And I’m like, uh, I don’t want to sit in public. Like, what is this? And I remember I’ve pumped on planes. I mean, I’ve had three kids I breastfed for. I don’t even know how long it’s like. Oh, and then carrying the breast milk through the airport and having to explain to them like the worst is when they open it.
And they like our testing. I’m like, please don’t contaminate them and get it. Please don’t touch it. Like please
[00:20:54] Kate: smell. I know every pumping mom feels like she’s the first pumping mom to walk the face of the earth.
[00:21:00] Stephanie: It’s true. You’re not
[00:21:03] Kate: millions, literally millions of years ahead of us people. Haven’t.
Something that people don’t understand. So I thought it was going to be really hard to explain to enterprise, but thankfully our moms were really vocal advocates of the, of what they needed. And so that was, that was really driving the enterprise platform. And so yeah, the scale we needed to meet the scale and that required people that really required people.

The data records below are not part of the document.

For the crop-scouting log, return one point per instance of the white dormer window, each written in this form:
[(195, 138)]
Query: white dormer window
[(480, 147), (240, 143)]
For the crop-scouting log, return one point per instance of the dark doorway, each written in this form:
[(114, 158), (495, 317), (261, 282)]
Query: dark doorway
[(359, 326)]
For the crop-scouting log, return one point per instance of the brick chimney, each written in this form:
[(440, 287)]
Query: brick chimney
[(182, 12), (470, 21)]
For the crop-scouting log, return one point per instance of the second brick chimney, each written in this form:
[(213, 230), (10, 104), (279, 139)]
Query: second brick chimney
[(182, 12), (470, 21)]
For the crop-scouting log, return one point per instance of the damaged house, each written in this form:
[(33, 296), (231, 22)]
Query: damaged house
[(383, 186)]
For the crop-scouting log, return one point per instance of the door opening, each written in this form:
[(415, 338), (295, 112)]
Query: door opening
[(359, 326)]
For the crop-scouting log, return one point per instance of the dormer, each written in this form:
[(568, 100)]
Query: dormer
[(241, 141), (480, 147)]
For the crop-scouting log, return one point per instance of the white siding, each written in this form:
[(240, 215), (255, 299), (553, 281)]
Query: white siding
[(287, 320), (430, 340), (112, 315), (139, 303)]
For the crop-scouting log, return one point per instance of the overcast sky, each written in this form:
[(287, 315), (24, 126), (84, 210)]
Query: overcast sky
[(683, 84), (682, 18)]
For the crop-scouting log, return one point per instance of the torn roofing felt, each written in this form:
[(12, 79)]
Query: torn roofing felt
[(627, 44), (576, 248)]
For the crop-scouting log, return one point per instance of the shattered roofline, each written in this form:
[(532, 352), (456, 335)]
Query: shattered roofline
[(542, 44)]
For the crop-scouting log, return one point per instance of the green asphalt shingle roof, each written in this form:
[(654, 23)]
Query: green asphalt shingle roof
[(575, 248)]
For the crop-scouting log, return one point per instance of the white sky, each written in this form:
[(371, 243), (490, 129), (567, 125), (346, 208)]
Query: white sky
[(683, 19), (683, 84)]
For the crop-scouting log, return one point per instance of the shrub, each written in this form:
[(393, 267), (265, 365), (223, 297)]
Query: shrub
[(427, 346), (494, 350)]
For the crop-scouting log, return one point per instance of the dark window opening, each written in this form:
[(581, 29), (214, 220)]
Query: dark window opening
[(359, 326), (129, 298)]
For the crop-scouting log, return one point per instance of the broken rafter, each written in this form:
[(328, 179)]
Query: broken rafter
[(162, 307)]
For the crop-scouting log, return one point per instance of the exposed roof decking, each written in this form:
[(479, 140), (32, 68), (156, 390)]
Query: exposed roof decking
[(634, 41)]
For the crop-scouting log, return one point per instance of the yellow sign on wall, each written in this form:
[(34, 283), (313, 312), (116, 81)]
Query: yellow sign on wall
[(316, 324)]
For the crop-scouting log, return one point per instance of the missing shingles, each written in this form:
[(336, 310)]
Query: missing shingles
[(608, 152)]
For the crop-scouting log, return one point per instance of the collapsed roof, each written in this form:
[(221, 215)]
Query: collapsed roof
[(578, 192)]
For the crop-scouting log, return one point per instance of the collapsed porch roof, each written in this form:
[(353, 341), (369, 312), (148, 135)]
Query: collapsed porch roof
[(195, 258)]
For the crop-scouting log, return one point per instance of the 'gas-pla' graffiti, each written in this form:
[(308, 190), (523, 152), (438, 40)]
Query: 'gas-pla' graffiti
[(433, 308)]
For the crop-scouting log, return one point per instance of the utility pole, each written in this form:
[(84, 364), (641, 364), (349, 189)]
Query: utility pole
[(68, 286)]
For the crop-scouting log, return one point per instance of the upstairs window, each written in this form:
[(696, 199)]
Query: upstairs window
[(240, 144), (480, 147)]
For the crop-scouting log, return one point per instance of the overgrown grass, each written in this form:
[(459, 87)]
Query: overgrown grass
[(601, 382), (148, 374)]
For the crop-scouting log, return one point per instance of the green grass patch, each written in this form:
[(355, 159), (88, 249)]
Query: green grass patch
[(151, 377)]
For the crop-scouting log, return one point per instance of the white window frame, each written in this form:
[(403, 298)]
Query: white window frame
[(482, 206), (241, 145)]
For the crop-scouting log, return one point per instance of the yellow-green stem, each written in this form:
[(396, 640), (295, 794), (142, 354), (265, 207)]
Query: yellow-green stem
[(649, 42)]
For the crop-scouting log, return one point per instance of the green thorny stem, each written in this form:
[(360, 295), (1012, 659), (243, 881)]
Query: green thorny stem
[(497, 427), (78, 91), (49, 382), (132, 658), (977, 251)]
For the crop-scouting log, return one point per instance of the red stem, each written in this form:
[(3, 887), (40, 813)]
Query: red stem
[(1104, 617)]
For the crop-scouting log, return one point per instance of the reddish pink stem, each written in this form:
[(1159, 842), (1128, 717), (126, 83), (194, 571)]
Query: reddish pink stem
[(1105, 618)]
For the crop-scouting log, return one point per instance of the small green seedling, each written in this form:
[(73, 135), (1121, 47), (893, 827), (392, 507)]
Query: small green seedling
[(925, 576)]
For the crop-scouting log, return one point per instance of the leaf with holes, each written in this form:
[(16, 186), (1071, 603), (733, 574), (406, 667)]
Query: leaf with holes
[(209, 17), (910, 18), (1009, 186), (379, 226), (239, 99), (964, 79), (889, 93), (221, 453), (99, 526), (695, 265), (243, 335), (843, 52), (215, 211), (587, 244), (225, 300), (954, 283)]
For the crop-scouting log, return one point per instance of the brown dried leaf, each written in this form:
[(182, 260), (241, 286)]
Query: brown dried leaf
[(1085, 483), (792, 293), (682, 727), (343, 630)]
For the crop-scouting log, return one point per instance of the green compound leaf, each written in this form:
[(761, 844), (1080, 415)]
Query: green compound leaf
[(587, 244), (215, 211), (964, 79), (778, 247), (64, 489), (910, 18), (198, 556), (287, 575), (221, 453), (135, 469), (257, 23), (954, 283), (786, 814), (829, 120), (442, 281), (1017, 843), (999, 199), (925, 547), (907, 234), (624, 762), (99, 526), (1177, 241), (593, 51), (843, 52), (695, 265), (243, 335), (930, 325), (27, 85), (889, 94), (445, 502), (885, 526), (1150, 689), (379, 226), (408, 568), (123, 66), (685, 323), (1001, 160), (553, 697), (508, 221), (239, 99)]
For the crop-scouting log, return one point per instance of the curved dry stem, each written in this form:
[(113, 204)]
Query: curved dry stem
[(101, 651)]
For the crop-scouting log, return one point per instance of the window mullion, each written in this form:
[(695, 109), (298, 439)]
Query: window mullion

[00:21:28] Stephanie: Wow. So now I wanted to ask on a more personal subject, you were talking about, you know, physical exhaustion and all of that. Since you seem really well aware with like, you know, physical and sports and like mindset and all of that. Is there anything that you do for yourself daily to kind of rejuvenate yourself?
Like, what is your. Sort of go-to wellness.
[00:21:47] Kate: Uh, I think, uh, you know, to be honest, I think it’s something that I’m struggling right now with 20 months, 24, whatever three years, I don’t even know how long we are into this pandemic. Cause I was going pretty good at the beginning of like, I’m going to do Peloton every day and I’m going to make sure I’m walking outside.
And I think the winter kind of got to me this year. A lot of the time I’ll just work outside and that is really rejuvenating to me, but I haven’t been able to do that in a couple of months. It does come down to like doing things over. I really strongly feel that I got to do things outside. I need some on my face.
I need, I have like cravings to go to Yosemite. And that’s when I know when I, when I’m craving, like seeing half dome. And that’s when I know I need a break know.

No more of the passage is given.